Login Cookie Encryption

[ajbescrivo]

Hi!

I am currently trying to integrate AbleCommerce's login system with another ASP.NET-based application.

I think the easiest way to proceed will be for users to login using AbleCommerce and then for the other application to use this information.

In order to do this I would like for the other application to be able to decrypt and use AbleCommerce's login cookie.

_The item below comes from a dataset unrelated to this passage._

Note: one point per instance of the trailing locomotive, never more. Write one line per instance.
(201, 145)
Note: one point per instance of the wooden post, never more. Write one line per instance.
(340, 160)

Is this possible? How is the cookie encrypted? Where can I find the decryption key? Is there any control over the data that is stored in the cookie (it might be useful if I had access to the customer's email address via the cookie for example)?

Many thanks for your help

Andrew

[mazhar]

I think AbleCommerce doesn't uses any custom cookie for the state management, because AbleCommerce makes use of FormsAuthentication feature of ASP.NET so all the state handling is being done by ASP.NET. AbleCommerece saves one cookie that contains the name of the user and that is for the reason that user don't need to reenter the user name, this cookie is not encrypted. You can see the LoginDialog control for more information about this cookie

[ajbescrivo]

Thanks for your reply!

So do you know if it is possible to unencrypt the cookie used by FormsAuthentication to manage the login? Or is it possible to achieve a single-sign-on between AbleCommerce and another application via other means (so that users only have to log in on AbleCommerce to use both applications)?

Andrew

[mazhar]

I assume that you have the other application nested within AC, for example I call it the ablechild having a page Default.aspx. The URL to this default page would be

Code: Select all

http://localhost/ablesite/ablechild/Default.aspx

Now first of all you need to disable the anonymus user access on this child application. for that add a web.config file with following contents in the folder named ablechild

Code: Select all

<?xml version="1.0"?>
<!-- 
    Note: As an alternative to hand editing this file you can use the 
    web admin tool to configure settings for your application. Use
    the Website->Asp.Net Configuration option in Visual Studio.
    A full list of settings and comments can be found in 
    machine.config.comments usually located in 
    \Windows\Microsoft.Net\Framework\v2.x\Config 
-->
<configuration>
  <appSettings/>
  <connectionStrings/>
  <system.web>
    <authorization>
      <deny users="?"/>
    </authorization>
  </system.web>
</configuration>

Now if you try to navigate to the following page

Code: Select all

http://localhost/ablesite/ablechild/Default.aspx

as anonymous user, you will get a redirect to the Able login page.
You can use the following code in the child application to get the currently logged on user name

Code: Select all

UserName.Text = User.Identity.Name;

for example write the above code in the Page_Load method of the child application's default page as below

Code: Select all

protected void Page_Load(object sender, EventArgs e)
    {
        Response.Write(User.Identity.Name);
    }

Now when you login to the AbleCommerce and then navigate to the default page of the child application the page will show you the AbleCommerce user's name.